There is little disagreement on the thrust of policy, described by the Secretary of State as empowering more school children and adults “to gain the knowledge and skills needed to unleash their potential”’.

The jury is out on the promised boost to training and skills opportunities for adults until we see the detailed figures. But early analysis suggests that this will involve fairly modest increases in participation on existing programmes and nowhere near the scale of ambition on skills that is needed.

Many of the proposed reforms are also focused on a new programme of structural changes to schools and colleges. Instead the focus should be on boosting funding and resources that are to the benefit of all young people, and especially those from our most disadvantaged communities.

Skills

The DfE press release talks of a new ‘skills mission’ involving targeting 200,000 more people for training, including 80,000 more in areas with the lowest skills levels. As part of this the DfE says there will be an additional £550m spent on the relatively new Skills Bootcamp training programmes.

These proposals lack ambition and go nowhere near enough to countering recent training trends which show that the scale of the skills challenge requires a much more radical approach than this. Cuts to adult skills funding has decimated education and training opportunities delivered by colleges and training providers in recent years.

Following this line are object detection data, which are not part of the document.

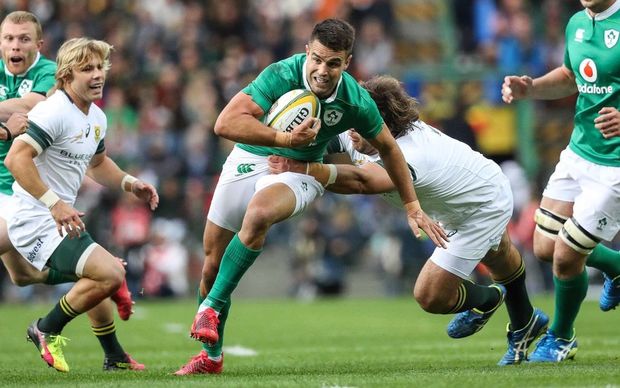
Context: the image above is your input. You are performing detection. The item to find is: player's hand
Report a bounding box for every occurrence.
[502,75,533,104]
[267,155,308,174]
[405,200,450,248]
[6,113,28,138]
[594,107,620,139]
[131,180,159,210]
[50,200,86,238]
[291,117,321,147]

For example, since 2014/15 the number of adults benefitting each year has fallen from 2.6m to 1.6m.

The TUC is calling on the government for a much more expansive skills offer, including a new right to retrain that would open up training opportunities to all workers and those needing help to get back into work. This new right should be incorporated into lifelong learning accounts and accompanied by new workplace rights, including a new right to paid time off for learning and training for all workers. A package of measures along these lines is urgently needed to help workers transition as the economy and society undergo transformational change, including the move to net zero and the legacy of the pandemic.

The announcement today that there will be a new Future Skills Unit to boost strategic planning on skills is a very modest start and should be developed further to get employers and unions round the table with government through a new National Skills Taskforce. The government should also review its puzzling and counter-productive decision to cut the grant for the Union Learning Fund - TUC research shows this will reduce the number of adults taking up learning and training.

More institutional change

Institutional restructuring in our school and college sector, once again, is a common theme of today’s announcement. Most controversially there is a move to develop new elite sixth forms based on the free school model and to force more local authority schools to join multi-academy trusts.

Initial views from key stakeholders have expressed major concerns about renewed reliance on promoting academies and free schools as the solution. The Chief Executive of the Association of Colleges, David Hughes, is quoted as saying said he “would question what evidence there is for the need for new ‘elite sixth forms’ in our education system.”

The General Secretary of the NAHT trade union representing school leaders, Paul Whiteman, makes a similar point. He highlights that the announcement appears to fall short of what schools and communities really need and instead “the government appears to have once again reached for simplistic solutions linked to structures and targets”.